I fell in love.  With Step Class.  I made a good friend in the instructor and went to her class faithfully.  Step just was something I embraced entirely.  I came home feeling exhausted and accomplished.  By Fall I was really on my way.  I saw numbers sliding off the scale, and I saw changes in my self.  I got a new trainer, who was really frenetic, and someone convinced me that a 3 hour cardio and weight training session was a good idea.  As December approached, I was feeling awesome.  My workouts were on point, I was a devotee of the Zone diet, and I was fearless.  I booked a trip to San Francisco to job hunt.

An after-college photo.

The job hunt didn’t work out as well as I had hoped, but I did have a full-time job offer wait for me when I got home.  I struggled on whether or not to take it because I knew it would probably lead me back in to my depression and  bad habits.  I accepted the position.  It was 1 and 1/2 hours from home, at a world renowned lab that happened to be on a island that was a tourist destination.  I moved at the start of Winter when nearly the whole town was boarded up closed.  For a girl who thrived on being in the middle of things, this was not the best choice in starting my career.

I joined a gym that was off-island.  It was a 30 min drive to get there.  But I made a great effort to do it.  I tried embracing island life.  I trained, I took classes, and in the summer, I hiked.  I’m not the most outdoorsy person, so this was a pretty big deal.  The job, the island, were just not a good fit for me.  After nearly one year, I was back at home, back to my old gym, trying to get back to the fit,  fearless girl I had been the year before.

Another post-college shot.

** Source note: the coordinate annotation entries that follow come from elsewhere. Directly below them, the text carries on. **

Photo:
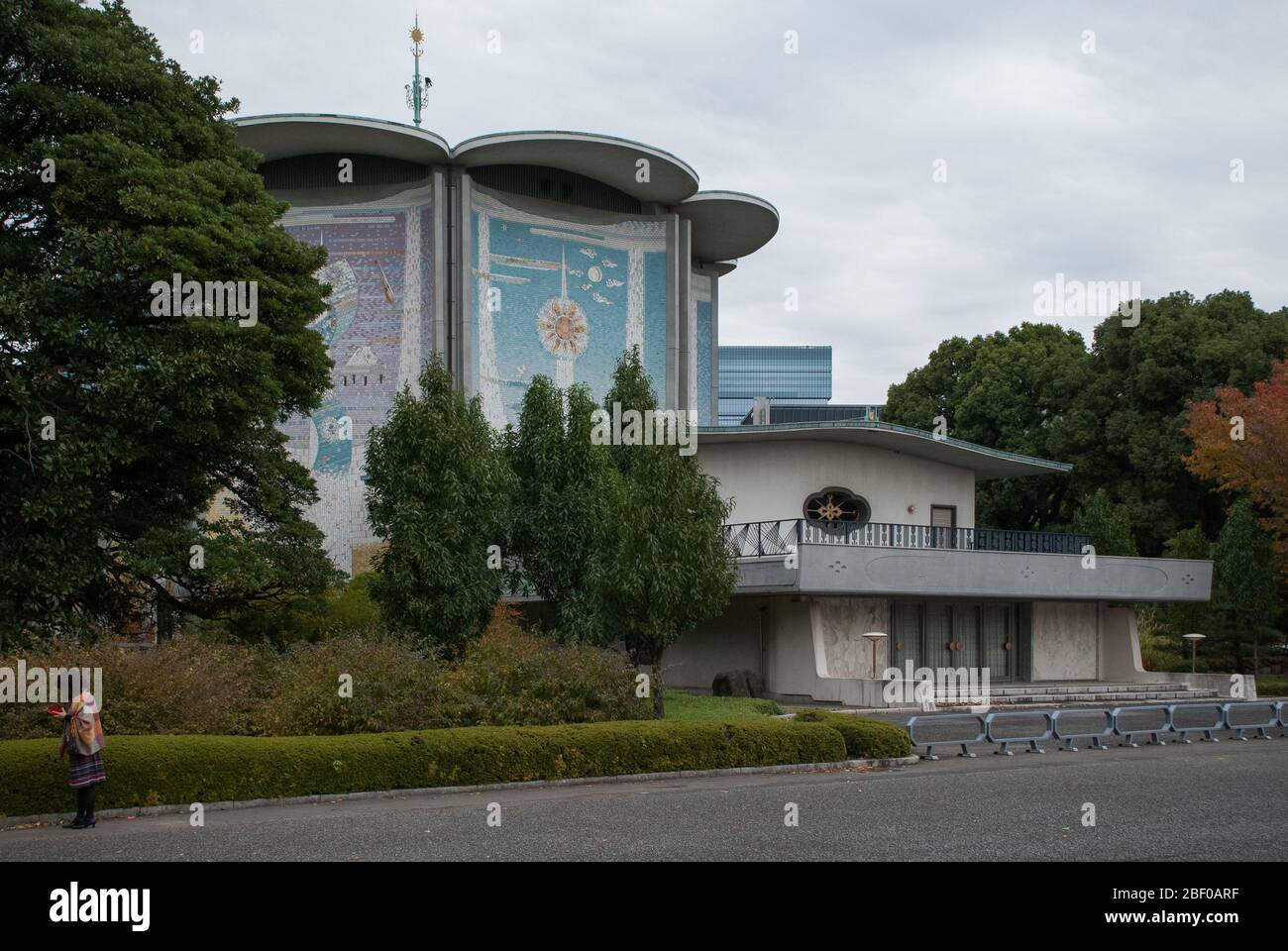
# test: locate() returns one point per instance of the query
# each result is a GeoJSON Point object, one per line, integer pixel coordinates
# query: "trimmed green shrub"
{"type": "Point", "coordinates": [864, 737]}
{"type": "Point", "coordinates": [204, 686]}
{"type": "Point", "coordinates": [178, 770]}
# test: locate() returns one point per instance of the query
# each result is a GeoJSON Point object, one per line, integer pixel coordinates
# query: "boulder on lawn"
{"type": "Point", "coordinates": [738, 684]}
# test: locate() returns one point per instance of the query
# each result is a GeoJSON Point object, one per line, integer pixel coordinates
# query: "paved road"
{"type": "Point", "coordinates": [1211, 801]}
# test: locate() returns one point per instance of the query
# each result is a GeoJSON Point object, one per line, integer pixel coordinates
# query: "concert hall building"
{"type": "Point", "coordinates": [527, 253]}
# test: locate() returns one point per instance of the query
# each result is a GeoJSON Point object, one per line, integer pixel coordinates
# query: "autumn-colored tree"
{"type": "Point", "coordinates": [1240, 445]}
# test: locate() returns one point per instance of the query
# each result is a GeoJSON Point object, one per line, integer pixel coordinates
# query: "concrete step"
{"type": "Point", "coordinates": [1177, 693]}
{"type": "Point", "coordinates": [1095, 688]}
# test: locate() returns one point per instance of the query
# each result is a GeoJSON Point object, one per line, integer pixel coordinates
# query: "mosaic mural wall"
{"type": "Point", "coordinates": [377, 328]}
{"type": "Point", "coordinates": [562, 298]}
{"type": "Point", "coordinates": [700, 322]}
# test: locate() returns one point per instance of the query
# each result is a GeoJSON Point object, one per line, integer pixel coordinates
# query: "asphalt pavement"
{"type": "Point", "coordinates": [1154, 803]}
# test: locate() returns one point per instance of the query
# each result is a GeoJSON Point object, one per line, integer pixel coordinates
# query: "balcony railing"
{"type": "Point", "coordinates": [781, 538]}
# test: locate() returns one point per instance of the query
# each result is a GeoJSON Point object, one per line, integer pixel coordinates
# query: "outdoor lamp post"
{"type": "Point", "coordinates": [1194, 647]}
{"type": "Point", "coordinates": [874, 637]}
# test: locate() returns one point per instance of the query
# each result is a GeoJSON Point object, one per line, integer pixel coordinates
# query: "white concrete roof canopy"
{"type": "Point", "coordinates": [984, 462]}
{"type": "Point", "coordinates": [603, 158]}
{"type": "Point", "coordinates": [728, 226]}
{"type": "Point", "coordinates": [294, 134]}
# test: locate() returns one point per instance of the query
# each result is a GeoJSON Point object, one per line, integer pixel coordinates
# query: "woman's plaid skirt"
{"type": "Point", "coordinates": [85, 771]}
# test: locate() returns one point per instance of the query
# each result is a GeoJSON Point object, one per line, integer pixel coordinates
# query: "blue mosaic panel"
{"type": "Point", "coordinates": [377, 329]}
{"type": "Point", "coordinates": [565, 299]}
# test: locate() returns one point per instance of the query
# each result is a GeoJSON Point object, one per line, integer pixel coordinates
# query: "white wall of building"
{"type": "Point", "coordinates": [1065, 641]}
{"type": "Point", "coordinates": [771, 479]}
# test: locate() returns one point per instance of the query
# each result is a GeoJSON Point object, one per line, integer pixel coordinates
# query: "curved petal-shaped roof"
{"type": "Point", "coordinates": [729, 224]}
{"type": "Point", "coordinates": [286, 136]}
{"type": "Point", "coordinates": [603, 158]}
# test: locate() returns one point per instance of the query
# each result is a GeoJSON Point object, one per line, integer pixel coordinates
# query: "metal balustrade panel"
{"type": "Point", "coordinates": [759, 539]}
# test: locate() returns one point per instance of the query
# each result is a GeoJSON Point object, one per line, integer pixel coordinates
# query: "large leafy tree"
{"type": "Point", "coordinates": [1107, 523]}
{"type": "Point", "coordinates": [1244, 579]}
{"type": "Point", "coordinates": [438, 487]}
{"type": "Point", "coordinates": [1010, 390]}
{"type": "Point", "coordinates": [1240, 445]}
{"type": "Point", "coordinates": [665, 565]}
{"type": "Point", "coordinates": [559, 508]}
{"type": "Point", "coordinates": [1117, 411]}
{"type": "Point", "coordinates": [1140, 382]}
{"type": "Point", "coordinates": [119, 424]}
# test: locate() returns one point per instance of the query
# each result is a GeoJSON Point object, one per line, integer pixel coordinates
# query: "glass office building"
{"type": "Point", "coordinates": [787, 375]}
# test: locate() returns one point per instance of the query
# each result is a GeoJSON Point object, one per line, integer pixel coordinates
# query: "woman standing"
{"type": "Point", "coordinates": [82, 740]}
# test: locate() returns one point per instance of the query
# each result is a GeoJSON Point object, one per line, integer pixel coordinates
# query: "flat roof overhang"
{"type": "Point", "coordinates": [728, 226]}
{"type": "Point", "coordinates": [603, 158]}
{"type": "Point", "coordinates": [292, 134]}
{"type": "Point", "coordinates": [984, 462]}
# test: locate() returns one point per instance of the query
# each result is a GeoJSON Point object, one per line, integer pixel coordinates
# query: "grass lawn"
{"type": "Point", "coordinates": [1267, 686]}
{"type": "Point", "coordinates": [698, 706]}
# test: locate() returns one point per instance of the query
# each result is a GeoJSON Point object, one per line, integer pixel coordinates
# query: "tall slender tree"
{"type": "Point", "coordinates": [438, 488]}
{"type": "Point", "coordinates": [559, 508]}
{"type": "Point", "coordinates": [665, 564]}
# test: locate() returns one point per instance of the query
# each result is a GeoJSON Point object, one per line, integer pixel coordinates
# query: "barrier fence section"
{"type": "Point", "coordinates": [944, 720]}
{"type": "Point", "coordinates": [992, 727]}
{"type": "Point", "coordinates": [1068, 736]}
{"type": "Point", "coordinates": [1030, 739]}
{"type": "Point", "coordinates": [1261, 727]}
{"type": "Point", "coordinates": [1218, 722]}
{"type": "Point", "coordinates": [1166, 726]}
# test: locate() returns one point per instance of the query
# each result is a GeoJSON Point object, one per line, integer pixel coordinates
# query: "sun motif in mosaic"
{"type": "Point", "coordinates": [562, 328]}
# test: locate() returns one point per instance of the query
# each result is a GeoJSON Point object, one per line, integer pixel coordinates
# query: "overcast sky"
{"type": "Point", "coordinates": [1113, 163]}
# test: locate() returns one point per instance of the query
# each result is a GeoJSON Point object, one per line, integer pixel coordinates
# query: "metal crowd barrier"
{"type": "Point", "coordinates": [1260, 727]}
{"type": "Point", "coordinates": [941, 718]}
{"type": "Point", "coordinates": [1153, 732]}
{"type": "Point", "coordinates": [991, 727]}
{"type": "Point", "coordinates": [1030, 740]}
{"type": "Point", "coordinates": [1069, 736]}
{"type": "Point", "coordinates": [1183, 733]}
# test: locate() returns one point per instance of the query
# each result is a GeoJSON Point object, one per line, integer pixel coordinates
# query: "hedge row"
{"type": "Point", "coordinates": [864, 737]}
{"type": "Point", "coordinates": [180, 770]}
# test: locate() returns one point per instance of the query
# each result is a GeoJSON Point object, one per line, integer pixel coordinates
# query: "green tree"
{"type": "Point", "coordinates": [1140, 382]}
{"type": "Point", "coordinates": [665, 565]}
{"type": "Point", "coordinates": [1245, 582]}
{"type": "Point", "coordinates": [119, 422]}
{"type": "Point", "coordinates": [1108, 525]}
{"type": "Point", "coordinates": [559, 505]}
{"type": "Point", "coordinates": [1013, 392]}
{"type": "Point", "coordinates": [438, 488]}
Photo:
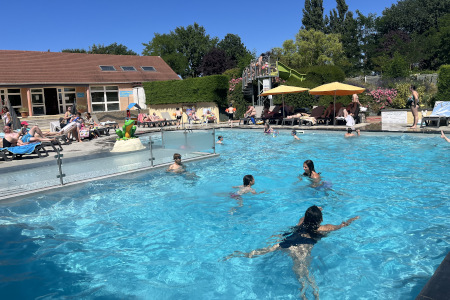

I went to a formal as an alum, but was in the smallest size dress I have ever worn as an adult.

A friend and I moved on to the largest city in our state. My career was not skyrocketing, in fact I was long term temping, but I joined a gym there. I made a couple of new friends to go to the gym with. My eating patterns were much better since I live with my good friend and didn’t always have to cook and eat alone.